Why don't you sell supermarket-brand Ribolla Gialla wines?

Free Grape Society lists wines from independent producers who grow and bottle their own grapes. Supermarket-range wines are typically produced at industrial scale by large négociants or cooperatives and sold through wholesale distribution channels. That model is the opposite of what Free Grape Society is built for — direct producer-to-buyer trade, with the estate in control of what goes into the bottle.

Can I find Ribolla Gialla in a wine shop or supermarket?

Ribolla Gialla is rarely stocked in mainstream retail outside northeastern Italy and Slovenia. Most of the estate-bottled expressions that make the grape interesting are produced in small quantities and sold through specialist importers or, increasingly, direct to buyers via platforms like Free Grape Society.

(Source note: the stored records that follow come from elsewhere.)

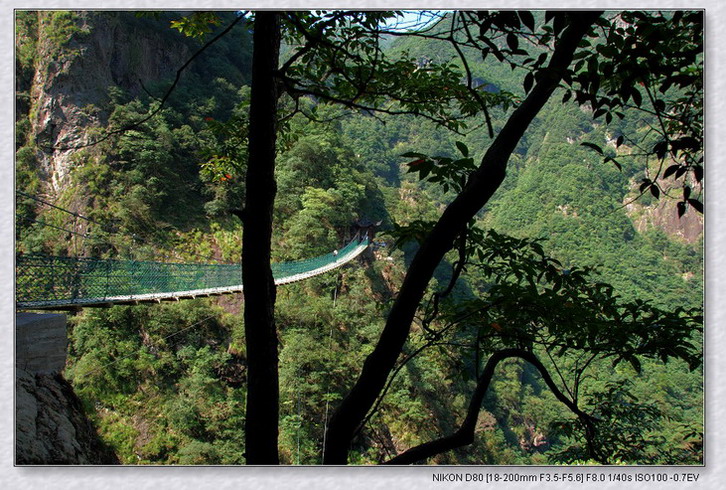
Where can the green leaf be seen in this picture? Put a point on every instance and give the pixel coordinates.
(512, 41)
(593, 146)
(462, 148)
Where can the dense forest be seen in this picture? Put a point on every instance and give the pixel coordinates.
(585, 247)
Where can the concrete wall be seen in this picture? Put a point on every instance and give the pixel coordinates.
(40, 342)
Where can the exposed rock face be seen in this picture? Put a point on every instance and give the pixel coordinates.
(664, 215)
(51, 426)
(72, 78)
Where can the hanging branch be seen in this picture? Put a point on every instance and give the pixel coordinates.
(465, 434)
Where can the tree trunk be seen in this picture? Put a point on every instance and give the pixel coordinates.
(481, 186)
(261, 423)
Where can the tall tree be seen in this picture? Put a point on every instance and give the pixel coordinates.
(336, 57)
(261, 423)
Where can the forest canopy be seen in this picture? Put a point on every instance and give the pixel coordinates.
(534, 292)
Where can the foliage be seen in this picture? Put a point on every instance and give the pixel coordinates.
(599, 301)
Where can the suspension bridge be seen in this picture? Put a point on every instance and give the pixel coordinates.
(60, 283)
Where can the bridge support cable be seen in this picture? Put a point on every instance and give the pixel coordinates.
(55, 283)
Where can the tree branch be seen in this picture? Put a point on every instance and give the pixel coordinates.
(481, 186)
(465, 434)
(166, 96)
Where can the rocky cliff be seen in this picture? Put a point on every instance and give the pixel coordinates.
(51, 427)
(78, 57)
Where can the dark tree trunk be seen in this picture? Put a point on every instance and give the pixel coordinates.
(481, 186)
(261, 424)
(465, 434)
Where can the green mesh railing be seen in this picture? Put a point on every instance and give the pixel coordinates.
(46, 281)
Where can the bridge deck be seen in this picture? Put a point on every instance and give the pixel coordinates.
(296, 271)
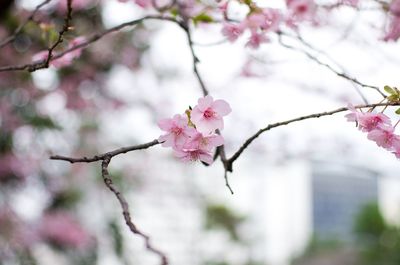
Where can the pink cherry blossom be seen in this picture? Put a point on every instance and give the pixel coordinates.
(232, 31)
(207, 114)
(177, 130)
(393, 33)
(194, 155)
(76, 4)
(300, 10)
(255, 21)
(353, 3)
(370, 121)
(143, 3)
(272, 19)
(256, 39)
(206, 143)
(383, 137)
(396, 148)
(353, 116)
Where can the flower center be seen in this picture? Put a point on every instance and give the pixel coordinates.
(208, 113)
(177, 130)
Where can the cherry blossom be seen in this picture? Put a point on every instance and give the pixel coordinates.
(194, 155)
(207, 115)
(207, 143)
(370, 121)
(232, 31)
(256, 39)
(383, 137)
(177, 131)
(194, 137)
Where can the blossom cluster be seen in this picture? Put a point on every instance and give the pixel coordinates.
(261, 21)
(193, 135)
(379, 128)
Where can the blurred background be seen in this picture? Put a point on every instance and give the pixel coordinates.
(313, 192)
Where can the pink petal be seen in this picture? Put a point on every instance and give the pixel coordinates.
(216, 140)
(196, 115)
(204, 103)
(209, 126)
(206, 158)
(165, 124)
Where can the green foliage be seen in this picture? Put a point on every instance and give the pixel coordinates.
(6, 142)
(66, 199)
(220, 216)
(41, 122)
(117, 237)
(202, 17)
(369, 222)
(379, 243)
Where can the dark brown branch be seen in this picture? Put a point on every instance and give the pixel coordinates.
(311, 116)
(340, 74)
(125, 210)
(299, 38)
(20, 27)
(110, 154)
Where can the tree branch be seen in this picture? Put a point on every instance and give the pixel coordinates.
(125, 210)
(31, 67)
(341, 74)
(106, 158)
(110, 154)
(311, 116)
(19, 29)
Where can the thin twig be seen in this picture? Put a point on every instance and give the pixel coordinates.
(31, 67)
(110, 154)
(125, 210)
(341, 74)
(311, 116)
(299, 38)
(19, 29)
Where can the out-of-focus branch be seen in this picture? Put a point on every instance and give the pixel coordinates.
(125, 210)
(106, 158)
(311, 116)
(31, 67)
(299, 38)
(315, 59)
(110, 154)
(20, 27)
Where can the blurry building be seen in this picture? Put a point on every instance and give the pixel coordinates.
(338, 193)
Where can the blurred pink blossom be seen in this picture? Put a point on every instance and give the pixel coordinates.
(383, 137)
(207, 114)
(62, 229)
(177, 131)
(194, 155)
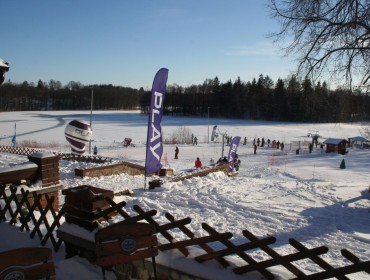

Buying direct means you reach wines that do not travel through standard distribution at all.

Where Ribolla comes from and how region shapes it

Ribolla is one of the oldest white grapes native to the northeastern corner of Italy, with its heartland straddling Friuli Venezia Giulia and the Slovenian border. Records of its cultivation in the region go back to the thirteenth century, making it one of the most historically documented varieties in the Italian northeast. On the Italian side, it is grown primarily in the Colli Orientali del Friuli and Collio appellations, where the combination of cool nights and the region's distinctive flysch soils — a compressed mix of marl and sandstone — gives it a firm, food-friendly acidity. Across the border in Slovenia, where it is called Rebula, it follows the same logic: hillside vineyards, mineral-driven whites, and a winemaking culture that prizes texture as much as fruit. The grape also has a presence on the Greek island of Zakynthos under the name Robola, though the relationship between the Adriatic and Ionian expressions is still debated among ampelographers. For wines made from related northeastern Italian varieties, the Veneto and Lombardy pages offer useful context on how the region's white wine tradition developed.

How Ribolla wine tastes, and what to drink it with

In its still, dry form, Ribolla produces wines that are typically pale gold, relatively light-bodied, and defined by high natural acidity and a clean, citrus-driven profile — lemon zest, green apple, and sometimes a subtle saline or stony note that reflects the flysch soils where it grows best. It is not a grape that loads on weight or extract, which makes it particularly well suited to the table. The grape's naturally high acidity and neutral flavour profile made it a natural candidate for skin-contact, or orange, winemaking, and Friuli is where that style gained international attention in the 1990s and 2000s. A Ribolla made with extended skin contact tastes quite different: deeper in colour, broader in texture, with tannins that frame a more complex, oxidative character and a capacity to age. For skin-contact and orange wines from across the platform, the orange wine page brings together producers working in that style. Still Ribolla pairs naturally with light seafood, antipasti, and fresh cheeses; the skin-contact version holds up to richer dishes, cured meats, and aged cheeses.

Buying Ribolla direct from independent producers

Ribolla remains a niche grape outside its home region, which means the producers who work with it tend to be specialists — growers with a long connection to Friuli or the borderland between Italy and Slovenia who have chosen to focus on varieties with genuine local roots rather than international ones. On Free Grape Society, wines are tasted before listing, and each bottle ships directly from the producer's own cellar, with no importer or warehouse in between. That matters for a grape like Ribolla, where the difference between a conventional white and a skin-contact version from the same estate can be significant, and where reading the producer's own approach to the variety is often the most useful guide. Producers who grow Ribolla typically appear on the Friuli Venezia Giulia winery listings, and the white wines from Italy page covers the broader context of Italian white winemaking. Free Grape Society is a society of producers, independent experts and wine lovers, not a shop — the producers here are selected because they work with the grape directly, grow their own fruit, and bottle under their own name.